EDIT: This is just a clarification, and not really part of the question, but I think it may be valuable. For people saying momentum is conserved, I'm not sure what you are imagining, but take a moment to think about the equation you keep on mentioning: $$M_\textrm{bat}V_\textrm{bat} = M_\textrm{ball}V_\textrm{ball}$$ This is saying that the bat somehow transfers ALL of its momentum to the ball.
The only way this can ever happen is if the bat comes to a dead stop when it hits the ball, somehow holds it in place while transferring ALL of its momentum to it (that phrase doesn't even make logical sense), and then the ball flies off at a much larger velocity.
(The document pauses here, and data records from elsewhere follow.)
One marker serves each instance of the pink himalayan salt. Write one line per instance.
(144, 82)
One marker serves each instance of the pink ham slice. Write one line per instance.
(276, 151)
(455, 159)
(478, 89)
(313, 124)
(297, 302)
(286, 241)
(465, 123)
WERE the bat floating through space and struck a ball, the bat would not stop when it hits the ball, and there is no way it makes sense for the ball to go off at THAT much of a larger velocity. Just imagine a spaceship very slowly drifting through space, and an astronaut who suddenly touches it. Conservation of momentum DOES NOT mean $$M_\textrm{ship}V_\textrm{ship} = M_\textrm{astronaut}V_\textrm{astronaut}$$
According to that, the astronaut would shoot off at hundreds (maybe thousands) of kilometers per hour when being touched by a massive spaceship, and the spaceship would come to a stop, but obviously that doesn't happen. TOTAL momentum is conserved, so that $$M_\textrm{ship1}V_\textrm{ship1} + M_\textrm{astronaut1}V_\textrm{astronaut1} = M_\textrm{ship2}V_\textrm{ship2} + M_\textrm{astronaut2}V_\textrm{astronaut2}$$
but even THAT equation doesn't even apply in the case of the baseball strike since there is a human being providing a force EVEN as the bat hits the ball.
I know this is ingrained deeply in the minds of physics students because we have conservation of momentum drilled into our heads as young students in introductory physics, but I encourage everyone to always think intuitively about physics scenarios before applying equations.
Anyways, I hope that was valuable. Cheers!